The CFPA would be able to prohibit or regulate mandatory arbitration agreements in consumer financial contracts. However, it would not be able to impose any usury limits, nor could it require anyone to offer a specific product or service. It would also be required to develop risk-based programs to supervise nondepository financial institutions.
On November 12, the Board of Governors of the Federal Reserve issued a final rule (74, Federal Register, pp. 59033-56)
that amends Regulation E to prohibit banking institutions from charging overdraft fees on debit card or ATM transactions unless customers have opted in to the overdraft protection service. The rule goes into effect for new accounts on July 15, 2010; existing customers have until August 15, 2010, to opt in to the coverage. The rule was required by the Credit Card Accountability Responsibility and Disclosure Act, which was enacted in May 2009. For more details on the Credit CARD Act, see Banking Legislation and Policy, Volume 28, Number 2. ![]()
On November 16, the Board of Governors of the Federal Reserve issued a proposed rule (74, Federal Register, pp. 60986-61012)
that would restrict expiration dates and fees applied to prepaid cards, gift cards, and gift certificates. Comments on the proposed rule were due by December 21, 2009. The rule was required by the Credit Card Accountability Responsibility and Disclosure Act, which was enacted in May 2009. For more details on the Credit CARD Act, see Banking Legislation and Policy, Volume 28, Number 2. ![]()
On December 22, the Board of Governors of the Federal Reserve System and the Federal Trade Commission issued a final rule (75, Federal Register, pp. 2724-84)
that requires a creditor to provide a consumer with a risk-based pricing notice when, based on the consumer's credit report, the credit is offered at significantly less favorable terms than what is offered to other consumers. The rule, which implements section 311 of the Fair and Accurate Credit Transactions Act of 2003, was first proposed in May 2008 and will take effect on January 1, 2011. For more information on the rule, see Banking Legislation and Policy, Volume 27, Number 2. ![]()

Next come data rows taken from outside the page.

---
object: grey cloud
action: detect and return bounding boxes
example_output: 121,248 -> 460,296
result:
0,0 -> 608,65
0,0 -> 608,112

On December 31, the U.S. Court of Appeals for the Third Circuit affirmed a lower court's ruling that a plaintiff seeking actual damages under the Truth in Lending Act (TILA) must prove that reliance on a deficient disclosure by a lender caused him to receive a worse deal than he could have sought elsewhere (Vallies v. Sky Bank,
3rd Cir., No. 08-4160, 12/31/09). The lender provided the plaintiff with a faulty disclosure that lumped a fee for debt cancellation insurance in with other finance charges, rather than as part of an itemized list. However, the court found that the plaintiff had received adequate information through other disclosures, and that he could not prove detrimental reliance as required under the TILA to recover actual damages. This opinion affirms decisions by other circuit courts that have considered similar cases.